Is N always 1, or can we place stricter bounds on it? If so, what are they?
Also, is this condition more accurately phrased as (k coini mod coini-1) > Nk -- and, if so, is Nk actually a function of k?
2009-07-28T00:03:56Z
See the paper Chang and Korsh linked from the comments of my previous post on the problem: {1,a,b} with a < b is greedy if and only if a ≤ (b mod a) + floor(b/a). I'm not sure offhand how this translates into the sort of formulation you describe, though, and I don't remember what happens for more than three coins.
2009-07-28T00:30:26Z
Hmm. I'm a bit confused, and expect I've got something wrong.
Suppose we vary your case slightly, and let a=10 and b=30. Then (b mod a) = 0, and floor(b/a) = 3. The algorithm then asks whether 10 is less than or equal to three, and concludes that a greedy algorithm doesn't apply -- which I think is obviously wrong.

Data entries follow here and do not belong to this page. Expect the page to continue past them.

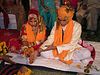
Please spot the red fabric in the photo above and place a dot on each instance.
(36, 47)
(5, 34)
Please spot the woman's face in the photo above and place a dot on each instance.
(63, 21)
(33, 20)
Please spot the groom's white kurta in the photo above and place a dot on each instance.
(73, 46)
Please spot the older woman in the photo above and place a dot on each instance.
(33, 33)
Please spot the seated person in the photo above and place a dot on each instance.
(33, 33)
(62, 44)
(3, 52)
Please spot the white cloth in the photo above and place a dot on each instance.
(70, 46)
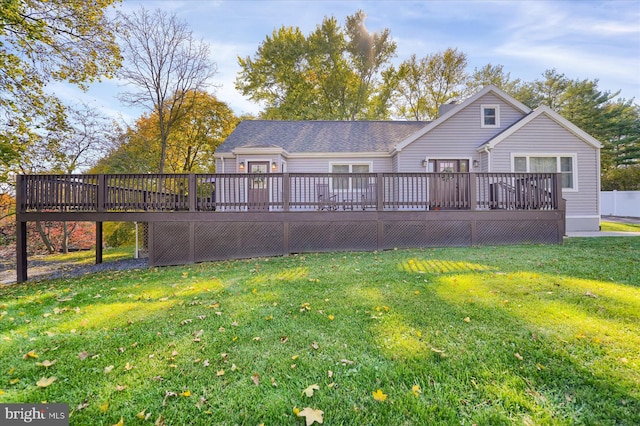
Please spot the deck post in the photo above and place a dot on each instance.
(380, 192)
(21, 231)
(101, 195)
(193, 193)
(286, 185)
(561, 205)
(21, 251)
(98, 242)
(473, 186)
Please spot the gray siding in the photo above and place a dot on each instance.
(545, 136)
(458, 137)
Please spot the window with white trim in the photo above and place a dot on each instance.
(354, 183)
(565, 165)
(490, 116)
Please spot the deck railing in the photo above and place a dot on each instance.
(287, 192)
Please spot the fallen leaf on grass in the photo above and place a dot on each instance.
(379, 395)
(30, 354)
(311, 416)
(415, 389)
(309, 390)
(167, 394)
(256, 379)
(44, 382)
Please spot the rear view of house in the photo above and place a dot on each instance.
(490, 132)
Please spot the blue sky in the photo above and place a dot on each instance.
(585, 39)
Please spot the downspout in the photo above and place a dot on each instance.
(488, 151)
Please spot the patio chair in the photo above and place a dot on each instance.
(369, 196)
(326, 200)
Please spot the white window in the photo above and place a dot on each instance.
(563, 164)
(344, 183)
(490, 116)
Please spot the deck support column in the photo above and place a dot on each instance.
(98, 243)
(21, 251)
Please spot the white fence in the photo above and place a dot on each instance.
(620, 203)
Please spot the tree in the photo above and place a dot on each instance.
(492, 75)
(333, 74)
(615, 123)
(190, 147)
(421, 86)
(166, 65)
(40, 42)
(622, 147)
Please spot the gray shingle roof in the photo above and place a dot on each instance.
(321, 136)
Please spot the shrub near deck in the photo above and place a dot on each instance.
(493, 335)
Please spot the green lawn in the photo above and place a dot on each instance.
(482, 335)
(619, 227)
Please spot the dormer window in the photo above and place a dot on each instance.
(490, 116)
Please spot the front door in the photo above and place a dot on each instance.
(449, 190)
(258, 185)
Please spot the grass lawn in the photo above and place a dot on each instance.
(481, 335)
(620, 227)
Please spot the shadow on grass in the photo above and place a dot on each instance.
(366, 318)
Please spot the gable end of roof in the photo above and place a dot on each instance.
(453, 111)
(542, 109)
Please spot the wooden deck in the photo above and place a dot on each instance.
(197, 217)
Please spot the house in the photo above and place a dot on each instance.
(490, 132)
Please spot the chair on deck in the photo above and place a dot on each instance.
(326, 200)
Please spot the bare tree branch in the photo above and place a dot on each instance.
(165, 65)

Does the rule only apply when (b mod a) is nonzero?
2009-07-28T01:10:22Z
I think the condition that b mod a ≠ 0 is necessary for the formula to be right. Here's an explanation of where the formula comes from: by the JACM paper's results, one needs only to look at how the greedy and optimal algorithms make change for the smallest multiple of a that's greater than or equal to b. The greedy algorithm uses 1 + a - (b mod a) coins, except when b mod a = 0 in which case it uses only 1 coin. The optimal algorithm uses ceiling(b/a) coins, and (again except when b mod a = 0) this equals 1 + floor(b/a). So the two 1+ parts cancel and you're left with the inequality I gave. But it breaks down at two different points when b mod a = 0, in which case greed is always good.
2009-08-04T18:57:38Z
http://www.acoin.com/regular.htm
U.S. coinage at one time or another included half-cents, 2-cent pieces, 3-cent pieces, silver half-dimes, 20 cents Seated Liberty, silver dollars, 2 1/2 Dollars , 3 dollars, 4 dollars, 5 dollars, 10 dollars, 20 dollars. My maternal grandfather had each of these, but had to sell his entire coin collection when he was screwed on medical insurance and had to pay cash to stay alive.
-- Prof. Jonathan Vos Post
2009-08-11T04:18:24Z
Interesting. It makes me wonder which combinations existed concurrently and whether they were all optimally solved by the greedy algorithm.